Basın kuruluşlarının yönelttiği sözde “yeniden eğitim kampları” sorunuyla ilgili olarak, Xinjiang Basın Ofisi sözcüsü Elican Anayit, Xinjiang’da sözde “yeniden eğitim kampları” bulunmadığını, mesleki eğitim merkezlerinin “yeniden eğitim kampları” olmadığını vurguladı. Anayit, merkezlerin ABD’deki “toplum içinde ıslah” ve İngiltere’deki DDP programından farklı olmadığını, hepsinin terörizme ve aşırıcılığa karşı önleyici tedbirler olduğunu kaydetti.

“İki elle yaşamlarımızı değiştiriyoruz, zorlamaya ne gerek var?”

Hotan’ın bir ilçesinden gelen köylü işçi Şireli Memetemin, “Xinjiang’daki etnik azınlıklar zorla çalıştırılıyor” iddiasını şöyle yanıtladı: “Biz zorla çalıştırılmadık. Para kazanıyoruz, beceriler öğreniyoruz, iki elle yaşamımızı değiştiriyoruz. Başkasının zorlamasına ne gerek var?”

Memetemin, bir dönemde memleketinde tarlada çalışıyordu, boş zamanlarında ek işler üstleniyordu. 2017 yılında dışarıda daha fazla kazanabileceğini duyunca Memetemin, bir konfeksiyon şirketinin reklamına razı oldu ve eşiyle birlikte İli’ye gitti.

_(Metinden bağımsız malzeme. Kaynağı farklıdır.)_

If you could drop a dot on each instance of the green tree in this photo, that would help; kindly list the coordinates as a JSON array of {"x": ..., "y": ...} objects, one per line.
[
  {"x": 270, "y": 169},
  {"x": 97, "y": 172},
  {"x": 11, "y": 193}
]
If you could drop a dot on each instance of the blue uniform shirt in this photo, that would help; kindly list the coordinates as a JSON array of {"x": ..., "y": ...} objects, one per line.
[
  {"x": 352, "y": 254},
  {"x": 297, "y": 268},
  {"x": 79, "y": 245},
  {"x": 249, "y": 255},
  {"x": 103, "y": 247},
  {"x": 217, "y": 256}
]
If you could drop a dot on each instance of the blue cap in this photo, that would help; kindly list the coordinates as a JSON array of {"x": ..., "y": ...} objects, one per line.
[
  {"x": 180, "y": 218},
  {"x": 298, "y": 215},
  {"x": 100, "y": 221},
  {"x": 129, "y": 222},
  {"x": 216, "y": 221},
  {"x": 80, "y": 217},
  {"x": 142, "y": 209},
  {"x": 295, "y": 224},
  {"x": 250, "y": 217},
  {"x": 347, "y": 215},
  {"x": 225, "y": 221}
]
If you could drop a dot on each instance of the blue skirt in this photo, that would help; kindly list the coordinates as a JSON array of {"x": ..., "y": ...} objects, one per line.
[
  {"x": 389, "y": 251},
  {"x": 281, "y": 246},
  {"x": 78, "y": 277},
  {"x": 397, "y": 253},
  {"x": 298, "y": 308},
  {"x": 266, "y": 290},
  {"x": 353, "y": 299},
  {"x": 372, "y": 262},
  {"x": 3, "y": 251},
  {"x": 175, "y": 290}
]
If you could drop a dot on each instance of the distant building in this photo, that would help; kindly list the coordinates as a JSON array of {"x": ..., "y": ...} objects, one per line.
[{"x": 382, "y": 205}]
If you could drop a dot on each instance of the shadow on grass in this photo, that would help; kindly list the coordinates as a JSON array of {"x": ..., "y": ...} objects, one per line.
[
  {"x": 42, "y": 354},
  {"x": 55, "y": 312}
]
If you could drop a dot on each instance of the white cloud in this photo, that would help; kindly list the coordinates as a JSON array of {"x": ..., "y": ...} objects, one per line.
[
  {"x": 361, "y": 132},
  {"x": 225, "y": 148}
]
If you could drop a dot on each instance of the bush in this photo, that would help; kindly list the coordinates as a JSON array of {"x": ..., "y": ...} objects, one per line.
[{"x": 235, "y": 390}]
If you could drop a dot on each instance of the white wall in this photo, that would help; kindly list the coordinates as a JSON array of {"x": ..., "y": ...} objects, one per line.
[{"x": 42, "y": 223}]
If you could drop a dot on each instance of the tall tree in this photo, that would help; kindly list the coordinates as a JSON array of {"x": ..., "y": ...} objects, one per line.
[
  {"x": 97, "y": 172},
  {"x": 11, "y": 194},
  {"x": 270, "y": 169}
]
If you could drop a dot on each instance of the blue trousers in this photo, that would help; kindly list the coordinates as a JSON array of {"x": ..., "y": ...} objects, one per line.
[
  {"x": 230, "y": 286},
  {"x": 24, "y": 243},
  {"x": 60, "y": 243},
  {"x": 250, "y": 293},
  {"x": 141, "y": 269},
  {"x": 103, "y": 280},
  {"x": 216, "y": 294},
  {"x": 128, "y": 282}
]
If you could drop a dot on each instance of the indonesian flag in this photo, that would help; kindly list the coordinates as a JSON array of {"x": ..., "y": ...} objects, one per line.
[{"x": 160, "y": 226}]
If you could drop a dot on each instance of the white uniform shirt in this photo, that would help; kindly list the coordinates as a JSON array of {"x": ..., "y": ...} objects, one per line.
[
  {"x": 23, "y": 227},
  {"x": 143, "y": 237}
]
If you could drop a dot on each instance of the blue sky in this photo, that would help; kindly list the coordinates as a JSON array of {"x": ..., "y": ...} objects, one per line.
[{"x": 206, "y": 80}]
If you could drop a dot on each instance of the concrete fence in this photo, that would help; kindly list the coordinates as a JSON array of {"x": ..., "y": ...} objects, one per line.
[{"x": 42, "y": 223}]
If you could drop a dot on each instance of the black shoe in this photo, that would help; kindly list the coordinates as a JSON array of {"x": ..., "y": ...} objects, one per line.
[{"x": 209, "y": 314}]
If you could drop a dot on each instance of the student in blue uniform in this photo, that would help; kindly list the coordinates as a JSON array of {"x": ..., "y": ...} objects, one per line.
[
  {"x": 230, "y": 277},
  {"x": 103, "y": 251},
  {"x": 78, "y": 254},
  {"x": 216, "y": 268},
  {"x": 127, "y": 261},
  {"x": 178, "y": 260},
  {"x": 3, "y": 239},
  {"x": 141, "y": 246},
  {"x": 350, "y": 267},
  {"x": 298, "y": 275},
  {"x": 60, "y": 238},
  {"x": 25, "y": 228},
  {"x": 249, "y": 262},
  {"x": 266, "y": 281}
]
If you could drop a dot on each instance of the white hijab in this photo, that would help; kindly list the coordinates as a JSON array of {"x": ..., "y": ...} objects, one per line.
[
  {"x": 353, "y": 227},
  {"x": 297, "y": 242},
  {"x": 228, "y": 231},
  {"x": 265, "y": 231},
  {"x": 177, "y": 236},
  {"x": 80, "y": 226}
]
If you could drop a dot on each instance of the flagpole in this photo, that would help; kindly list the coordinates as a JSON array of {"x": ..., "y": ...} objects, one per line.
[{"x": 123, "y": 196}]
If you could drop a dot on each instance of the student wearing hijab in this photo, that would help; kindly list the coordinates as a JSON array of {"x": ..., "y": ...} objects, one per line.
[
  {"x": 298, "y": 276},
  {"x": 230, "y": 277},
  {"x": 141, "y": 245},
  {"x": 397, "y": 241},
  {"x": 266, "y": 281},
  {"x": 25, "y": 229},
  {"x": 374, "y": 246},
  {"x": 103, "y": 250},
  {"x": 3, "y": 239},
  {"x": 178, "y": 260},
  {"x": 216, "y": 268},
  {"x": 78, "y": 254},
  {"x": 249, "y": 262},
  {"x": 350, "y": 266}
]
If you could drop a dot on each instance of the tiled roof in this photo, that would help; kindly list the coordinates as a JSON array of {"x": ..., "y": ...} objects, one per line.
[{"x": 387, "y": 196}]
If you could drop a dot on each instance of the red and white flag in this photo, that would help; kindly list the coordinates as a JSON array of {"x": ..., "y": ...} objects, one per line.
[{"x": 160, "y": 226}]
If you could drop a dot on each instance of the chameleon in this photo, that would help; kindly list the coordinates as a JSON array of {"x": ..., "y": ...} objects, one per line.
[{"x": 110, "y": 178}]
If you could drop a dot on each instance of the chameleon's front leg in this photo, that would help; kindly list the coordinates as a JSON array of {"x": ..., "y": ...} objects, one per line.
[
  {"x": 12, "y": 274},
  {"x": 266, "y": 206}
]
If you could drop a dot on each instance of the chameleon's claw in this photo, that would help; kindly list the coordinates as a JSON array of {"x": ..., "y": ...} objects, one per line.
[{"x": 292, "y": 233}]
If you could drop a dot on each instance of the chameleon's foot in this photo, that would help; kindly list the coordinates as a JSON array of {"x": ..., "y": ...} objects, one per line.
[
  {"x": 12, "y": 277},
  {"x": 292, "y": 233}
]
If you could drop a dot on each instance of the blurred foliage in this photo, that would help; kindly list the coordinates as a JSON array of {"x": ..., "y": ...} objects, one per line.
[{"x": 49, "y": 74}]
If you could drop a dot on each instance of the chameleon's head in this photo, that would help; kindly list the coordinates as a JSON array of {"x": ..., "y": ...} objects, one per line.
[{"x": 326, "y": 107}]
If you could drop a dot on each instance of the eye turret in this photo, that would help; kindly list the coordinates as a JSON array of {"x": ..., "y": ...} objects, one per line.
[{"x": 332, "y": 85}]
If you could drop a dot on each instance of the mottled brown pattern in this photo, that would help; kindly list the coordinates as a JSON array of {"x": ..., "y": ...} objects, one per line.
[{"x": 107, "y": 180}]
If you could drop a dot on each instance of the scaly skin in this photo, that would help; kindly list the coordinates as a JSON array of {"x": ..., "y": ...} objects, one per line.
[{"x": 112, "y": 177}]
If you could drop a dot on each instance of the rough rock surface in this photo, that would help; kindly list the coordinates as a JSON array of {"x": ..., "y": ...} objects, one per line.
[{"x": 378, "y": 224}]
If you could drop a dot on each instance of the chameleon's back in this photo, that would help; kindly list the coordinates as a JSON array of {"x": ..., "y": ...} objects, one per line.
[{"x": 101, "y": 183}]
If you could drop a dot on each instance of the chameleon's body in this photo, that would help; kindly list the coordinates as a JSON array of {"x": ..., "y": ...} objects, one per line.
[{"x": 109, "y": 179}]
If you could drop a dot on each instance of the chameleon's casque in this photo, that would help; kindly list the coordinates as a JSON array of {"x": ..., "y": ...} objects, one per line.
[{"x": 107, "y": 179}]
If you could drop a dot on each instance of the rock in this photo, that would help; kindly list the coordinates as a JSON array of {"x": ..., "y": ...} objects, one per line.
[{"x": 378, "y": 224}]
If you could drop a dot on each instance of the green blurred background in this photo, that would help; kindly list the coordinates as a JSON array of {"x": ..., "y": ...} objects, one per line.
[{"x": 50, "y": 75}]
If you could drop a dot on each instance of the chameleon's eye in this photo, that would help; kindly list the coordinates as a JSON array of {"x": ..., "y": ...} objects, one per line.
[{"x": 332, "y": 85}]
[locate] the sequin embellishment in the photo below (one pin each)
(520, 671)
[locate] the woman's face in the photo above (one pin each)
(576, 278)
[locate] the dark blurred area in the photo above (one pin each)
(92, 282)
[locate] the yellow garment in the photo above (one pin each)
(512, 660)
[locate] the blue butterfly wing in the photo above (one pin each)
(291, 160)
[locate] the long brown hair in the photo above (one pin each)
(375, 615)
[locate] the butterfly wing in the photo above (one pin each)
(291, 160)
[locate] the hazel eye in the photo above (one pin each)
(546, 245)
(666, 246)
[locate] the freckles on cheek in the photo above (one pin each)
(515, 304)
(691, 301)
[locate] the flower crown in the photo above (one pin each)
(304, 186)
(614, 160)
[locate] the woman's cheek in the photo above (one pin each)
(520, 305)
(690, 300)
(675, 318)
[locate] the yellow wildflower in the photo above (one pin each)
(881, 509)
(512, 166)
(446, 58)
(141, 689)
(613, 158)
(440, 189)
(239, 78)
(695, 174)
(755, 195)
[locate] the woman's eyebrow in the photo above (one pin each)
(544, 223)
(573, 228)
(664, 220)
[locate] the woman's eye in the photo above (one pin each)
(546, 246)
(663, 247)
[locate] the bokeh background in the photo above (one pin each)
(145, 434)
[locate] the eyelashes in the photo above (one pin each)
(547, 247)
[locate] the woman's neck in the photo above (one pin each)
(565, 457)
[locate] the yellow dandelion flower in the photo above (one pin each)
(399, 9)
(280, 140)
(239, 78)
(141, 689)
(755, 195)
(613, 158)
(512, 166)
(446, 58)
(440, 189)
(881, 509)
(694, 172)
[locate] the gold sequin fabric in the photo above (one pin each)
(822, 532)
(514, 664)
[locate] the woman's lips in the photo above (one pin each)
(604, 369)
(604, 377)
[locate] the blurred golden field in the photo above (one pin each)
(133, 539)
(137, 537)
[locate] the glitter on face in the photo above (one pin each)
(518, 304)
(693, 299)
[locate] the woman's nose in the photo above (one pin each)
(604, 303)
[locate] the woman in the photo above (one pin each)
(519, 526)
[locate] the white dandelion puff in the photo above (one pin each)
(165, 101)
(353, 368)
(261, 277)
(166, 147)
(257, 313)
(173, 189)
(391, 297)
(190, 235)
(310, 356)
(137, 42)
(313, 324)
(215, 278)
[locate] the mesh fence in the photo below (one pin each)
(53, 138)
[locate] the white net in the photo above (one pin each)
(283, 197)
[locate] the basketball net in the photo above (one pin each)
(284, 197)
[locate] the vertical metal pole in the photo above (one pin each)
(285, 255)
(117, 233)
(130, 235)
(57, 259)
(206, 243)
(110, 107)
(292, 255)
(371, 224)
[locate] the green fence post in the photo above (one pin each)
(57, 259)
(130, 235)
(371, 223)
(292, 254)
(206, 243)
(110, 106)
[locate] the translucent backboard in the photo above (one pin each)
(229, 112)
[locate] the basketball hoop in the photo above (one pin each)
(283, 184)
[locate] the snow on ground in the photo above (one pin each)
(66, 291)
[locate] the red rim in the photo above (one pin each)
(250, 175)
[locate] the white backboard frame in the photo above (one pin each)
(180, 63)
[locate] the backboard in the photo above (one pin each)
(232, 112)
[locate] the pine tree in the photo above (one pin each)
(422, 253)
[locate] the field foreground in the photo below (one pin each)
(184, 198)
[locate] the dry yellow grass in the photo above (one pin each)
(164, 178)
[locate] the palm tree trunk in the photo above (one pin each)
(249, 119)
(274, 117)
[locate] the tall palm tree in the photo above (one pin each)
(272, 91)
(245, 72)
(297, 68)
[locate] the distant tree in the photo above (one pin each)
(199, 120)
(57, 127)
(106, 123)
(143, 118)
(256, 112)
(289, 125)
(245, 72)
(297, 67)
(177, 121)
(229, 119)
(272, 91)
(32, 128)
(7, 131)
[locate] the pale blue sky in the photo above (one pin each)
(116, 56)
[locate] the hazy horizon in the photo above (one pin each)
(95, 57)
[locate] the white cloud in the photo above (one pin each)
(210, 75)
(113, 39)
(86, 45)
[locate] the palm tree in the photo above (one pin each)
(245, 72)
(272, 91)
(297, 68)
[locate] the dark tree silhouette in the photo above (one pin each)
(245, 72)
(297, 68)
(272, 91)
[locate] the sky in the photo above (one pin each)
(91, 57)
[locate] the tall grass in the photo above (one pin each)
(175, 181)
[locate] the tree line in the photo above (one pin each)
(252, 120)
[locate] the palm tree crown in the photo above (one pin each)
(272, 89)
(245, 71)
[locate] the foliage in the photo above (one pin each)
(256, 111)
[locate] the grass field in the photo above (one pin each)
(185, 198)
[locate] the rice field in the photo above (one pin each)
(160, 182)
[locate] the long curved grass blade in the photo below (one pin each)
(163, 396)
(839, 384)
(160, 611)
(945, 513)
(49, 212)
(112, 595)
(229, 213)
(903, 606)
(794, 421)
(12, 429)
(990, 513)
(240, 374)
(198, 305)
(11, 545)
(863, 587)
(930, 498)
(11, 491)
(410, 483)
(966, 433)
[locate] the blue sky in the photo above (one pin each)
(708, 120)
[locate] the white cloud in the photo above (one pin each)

Günde 8 saat mesai, helal kantin, lojman... Bugün şirketin bir atölye yöneticisi olarak çalışan Memetemin, işinden çok memnun. Ona göre, şirkette emeğe göre maaş politikası uygulanıyor, Han işçilerin daha fazla maaş alması gibi bir durum yok.

Memetemin, “Dışarıya çıkmasaydık, bize kim para verecekti? Maaş seviyemiz düşük diyorlar, bu tamamen gerçek dışı bir yalandır. Şirketimize gelmediler, bizimle yüz yüze konuşmadılar, hakkımızda ne biliyorlar? Bu kişiler, yaşamımızın iyileştiğini görmek istemiyor. Ancak kimsenin bizi mutluluktan yoksun bırakma hakkı yoktur” diye konuştu.

Xinjiang yönetiminde Tanıtım Müdür Yardımcısı Xu Guixiang, bölgedeki tüm çalışanların Çalışma Yasası ve Çalışma Sözleşmesi Yasası’na göre serbestçe iş seçebildiğini ve “zorla çalıştırma” sorunu bulunmadığını söyledi.

“Şiddet ve terör faaliyetlerini önleme politikasını destekliyoruz”

Xinjiang’daki camiler önünde kameralar bulunduruluyor. Bununla ilgili soruyu, Hotan kentindeki Came Camii’nin hatibi Ubulhesen Tursuniyaz yanıtladı. Tursuniyaz, “kameralar, dini görevliler ve Müslümanların güvenliğini korumak için kuruldu. Şiddet ve terör faaliyetlerini önleme ve darbe indirme tedbirlerini kararlılıkla destekliyoruz” ifadelerini kullandı.

Tursuniyaz, COVID-19 pandemisine rağmen Müslümanların camiye gidip namaz kılabildiğini belirtti. Tursuniyaz, Xinjiang’daki tüm Müslümanlar camide veya kendi evinde namaz kılabilir, oruç tutabilir, bayramları kutlayabilir ve bu dini faaliyetlerin önünde engeller yoktur dedi.

Tursuniyaz, camiler önündeki kameraların camileri izlemek ve Müslümanları cezalandırmak için kurulduğu iddialarının Müslümanlar ila Müslüman olmayan diğer vatandaşlar arasında gerilim yaratmayı, Xinjiang’daki dini uyumu bozmayı amaçladığına dikkat çekti.

Basın toplantısına katılanlar, 4 yıldır şiddet veya terör olayı meydana gelmeyen Xinjiang’ı, yabancıların gidip kendi gözleriyle görmesini tavsiye etti.